In output range (select any range where you want your anova result)

Click ok.

Result:

Anova: Two-Factor With Replication
SUMMARY	System1	System2	System3	Total
Cable
Count	5	5	5	15
Sum	21.54	20.01	17.45	59
Average	4.308	4.002	3.49	3.93333333
Variance	0.24772	0.06722	0.23315	0.27860952
Fiber
Count	5	5	5	15
Sum	23.21	20.03	19.92	63.16
Average	4.642	4.006	3.984	4.21066667
Variance	0.17617	0.12843	0.16693	0.2344781
Total
Count	10	10	10
Sum	44.75	40.04	37.37
Average	4.475	4.004	3.737
Variance	0.219383333	0.08696	0.24560111
ANOVA
Source of Variation	SS	df	MS	F	P-value	F crit
Sample	0.576853333	1	0.57685333	3.39451953	0.0778022	4.259677273
Columns	2.79258	2	1.39629	8.21653165	0.0019129	3.402826105
Interaction	0.312166667	2	0.15608333	0.91847943	0.4127035	3.402826105
Within	4.07848	24	0.16993667
Total	7.76008	29

From the above anova table:

Since ,P-value for Sample(connection media) = 0.0778>0.05

So ,we do not reject our Null hypothesis (H02)

Or

F < (F critical) , we do not reject our Null hypothesis(H02)

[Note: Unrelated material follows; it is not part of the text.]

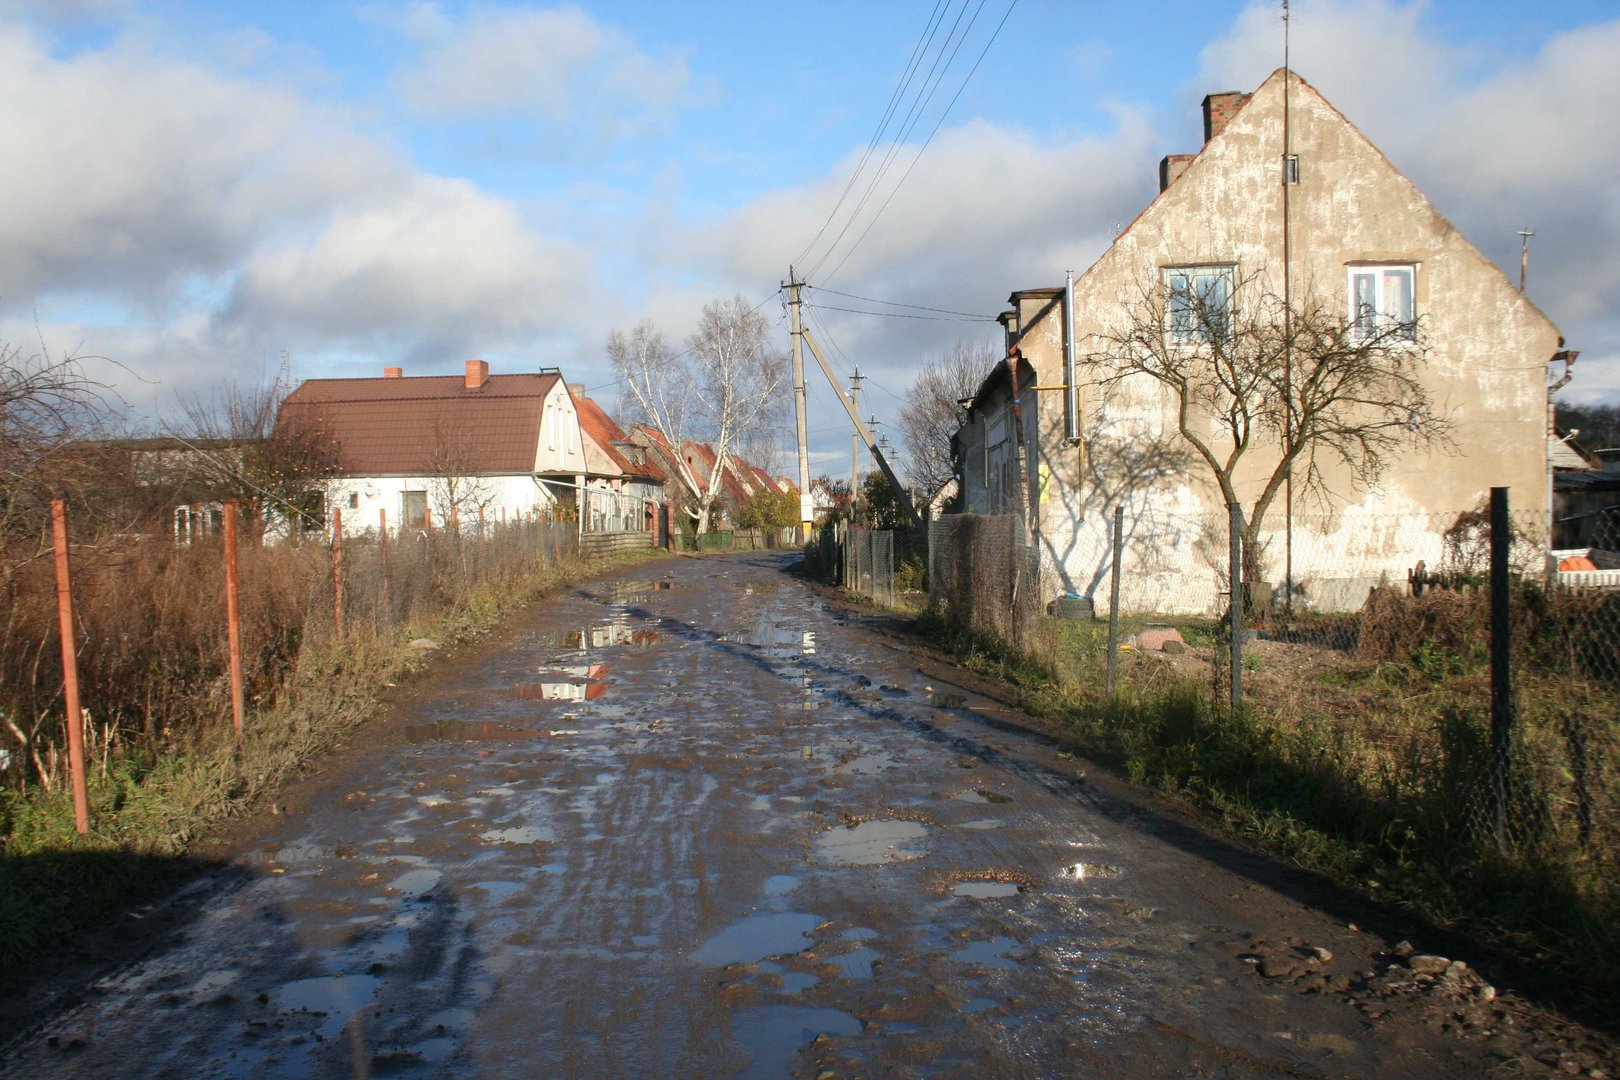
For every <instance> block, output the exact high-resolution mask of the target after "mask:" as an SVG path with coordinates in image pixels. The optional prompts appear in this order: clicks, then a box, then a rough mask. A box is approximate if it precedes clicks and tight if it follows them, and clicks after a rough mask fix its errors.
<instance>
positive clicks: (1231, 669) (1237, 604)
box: [1226, 502, 1243, 719]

and conclude that there is not significant difference in the average update times for the Two connection media.

Also,P-value for Columns(messaging systems) =0.0019<0.05

So ,we reject our Null hypothesis(H01)

Or

F > (F critical) , we reject our Null hypothesis(H01)

and conclude that there is significant difference in the average update times for the three different messaging systems.

Also P-value for Interaction(Messaging system*connection media) =0.412>0.05

So we do not reject our Null hypothesis(H03)

Or

F < (F critical), we do not reject our null hypothesis(H03)

and conclude that there is not Significant effect of Interaction(Messaging systems*connection media) on updated time.